Мама вскочила на ноги и вцепилась в меня взглядом, слегка пошатываясь.

— Я иду спать, Ханна. Поговорим, когда научишься разговаривать как леди, которую я в тебе воспитывала.

Я не отставала от нее все время, пока она пробиралась к дверям лифта.

— И что это за леди такая, мам? Та, которая притворяется, будто у нее нет проблем с алкоголем? Или та, что убегает в Париж с мужиком, который не является ее мужем?

Мама развернулась на каблуках, выпучила глаза и наставила на меня палец.

— Следи за языком. Я все-таки твоя мать.

— Тебе есть хоть какое-то дело до папы? — продолжила докапываться я. — Или ты заботишься лишь о том, чтобы все выглядело идеально? Ведь это единственная форма любви, которая тебе знакома, не так ли? Если люди ведут себя не так, как ты хочешь, ты просто отворачиваешься от них и притворяешься, будто все чудесно.

Мамины губы задрожали.

— Я люблю твоего отца. Всегда любила. Не смей говорить мне о любви, Ханна. Ты понятия не имеешь, на какие жертвы я шла ради твоего отца, чтобы он мог иметь все, чего хотел от жизни. Ты хоть представляешь, как утомительно быть женой Дэниэля Коэна, следить за тем, чтобы все было идеально, и он выглядел безупречно среди своих коллег? Знаешь, почему я притворяюсь? Все ради него.

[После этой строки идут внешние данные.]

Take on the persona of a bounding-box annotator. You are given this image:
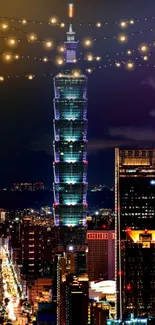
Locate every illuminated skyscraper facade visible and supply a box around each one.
[54,25,87,226]
[115,149,155,319]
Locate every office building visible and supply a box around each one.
[54,21,88,226]
[87,229,115,281]
[115,149,155,319]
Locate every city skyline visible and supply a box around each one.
[0,0,155,187]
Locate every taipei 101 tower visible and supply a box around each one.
[54,4,88,232]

Она сжала губы в тонкую полоску. Я знала, что она подразумевала именно то, что говорила, но мне было все равно. Я стиснула кулаки. Мне не было жаль свою мать. Она была частью всего этого хаоса.

— Я устала притворяться. Я буду жить по своим собственным правилам. И не стану поступать в Йель. Даже заявление в него не подам. Я отказываюсь быть той, кем ты хочешь меня видеть.

Мама раздула ноздри и покраснела.

— Обсудим это осенью.

Я кивнула.

— Обсудим. Мы обсудим многие вещи, которые изменятся. — Я отступила назад, увеличивая дистанцию между нами. — Приятного тебе отпуска, мам.

Мои зубы стучали, хотя я не замерзла. В Париже стоял июль, и вокруг меня сверкал город. Мимо прошла счастливая влюбленная парочка, голова девушки нежно льнула к плечу парня. В конце улицы шумели немцы, вчетвером изучавшие карту. В последний раз, когда я была в Париже, я позволила себе окунуться в магию города и забыть обо всем на свете.